The discussion of male identity takes place always in the context of how this was a precursor and then concurrent aspect of the building of larger national identity. There are many, eventually repetitive references to what would become an English vision of modern (read "Industrial Revolution") manliness: rural, strong, fit, and more than anything willing to engage in activities of explicit physical risk. The discussions of male-ness in this book center on an Industrial Revolution intelligentsia worried that factory work and the tyranny of technology would rob the English Man of his stamina, his connection to the land, of his vigor and his strength, his ability to withstand physical and spiritual hardship, and ultimately the Empire. The discussion is very much rural-vs.-urban, but is also economic and social, landed-vs.-dispossessed and gentry-vs.-peasant. Into this surprisingly strong and strident public discussion arrives rugby, a sport accessible at first to only some, and eventually to all, in which the ideals of English masculinity could be first regained, then strengthened, and then showcased, first domestically then internationally.

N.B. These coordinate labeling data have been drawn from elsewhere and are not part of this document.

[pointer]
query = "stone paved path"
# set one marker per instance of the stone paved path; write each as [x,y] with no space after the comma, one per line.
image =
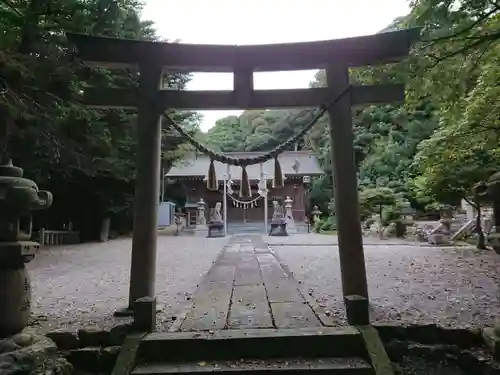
[248,288]
[82,285]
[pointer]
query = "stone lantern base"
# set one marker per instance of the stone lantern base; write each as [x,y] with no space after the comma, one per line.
[15,286]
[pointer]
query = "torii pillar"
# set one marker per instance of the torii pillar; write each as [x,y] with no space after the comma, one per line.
[147,188]
[350,237]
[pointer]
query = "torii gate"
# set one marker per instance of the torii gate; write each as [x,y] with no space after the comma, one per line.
[336,56]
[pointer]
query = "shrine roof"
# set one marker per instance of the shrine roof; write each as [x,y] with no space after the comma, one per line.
[197,166]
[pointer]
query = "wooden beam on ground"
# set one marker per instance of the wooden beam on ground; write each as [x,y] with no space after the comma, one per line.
[231,100]
[356,51]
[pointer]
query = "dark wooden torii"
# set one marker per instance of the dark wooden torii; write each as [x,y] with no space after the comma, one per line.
[335,56]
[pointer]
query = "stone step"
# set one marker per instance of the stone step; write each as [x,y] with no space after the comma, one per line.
[349,366]
[252,343]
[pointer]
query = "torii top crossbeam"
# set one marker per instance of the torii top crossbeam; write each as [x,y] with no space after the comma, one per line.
[244,61]
[356,51]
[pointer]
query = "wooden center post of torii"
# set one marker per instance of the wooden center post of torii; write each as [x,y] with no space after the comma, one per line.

This leads to the real core of this book, which I found much more interesting than the predictable gender positions within rugby. It is the surprisingly influential and arguably pivotal role rugby played in the development and growth of national identity and then nationalism in England and Wales (by implication, Ireland and Scotland), and in the colonies of South Africa, New Zealand, and Australia. In a nutshell: rugby emerged as a class-restrictive sport, which rapidly became a location of class-transcending social mixing. As coalescing Industrial Revolution economic classes bonded over a common love, so was born mutual dependence, respect, and the basis for a larger understanding of common cause and purpose. So was born pride and societal/cultural definition, from which nationalism rapidly grew: ". . . the `mateship' associated with rugby served to transcend class boundaries and weld men together under a canopy of common masculinity."

There are 12 articles across 244 pages. The articles are arranged in a basic chronological order, starting with the opener discussing rugby in British public schools in the 1830s on, up to the final chronological article on the role of rugby in South Africa in the latter half of the 20th century.

For someone looking for some great quotes on maleness and rugby, the unique attributes of the sport, this book is a trove: rugby as "...physical combat without (having to resort) to uncontrolled violence;" the rugby player as "warrior-philosopher;" rugby as a display of "healthy animalism," and; the rugby pitch as "...a testing ground-a place where manliness was learned, character developed and manhood discovered." There are hundreds more to choose from.

The scholarly citation is quite good throughout, with ample opportunities to examine sources and seek out additional reading. I think it was a poor editorial decision, however, to use chapter end notes rather than traditional footnotes, as the moving back and forth to the end of the chapter interrupted the flow of my reading. The book is scholarly, after all, let the footnotes fall where they should. There is a surprisingly comprehensive index, another solid aid for the researcher and student.

Bottom line: If you're looking for a straightforward history of rugby, tales of storied matches, ancient rivalries, and wins/losses, this book isn't for you. If you are a serious gender studies student or reader, this book will deliver somewhat on the book's subtitled promise of masculine identity examination, largely confirming all of the worst rugby stereotypes. But, if you're a sports-minded intellectual accustomed to serious academic writing and with the basic background in current political science, economics, history, and the world system, looking for something interesting that ties all of them together convincingly, then this book will be as revealing and pleasurably surprising for you as it was for me.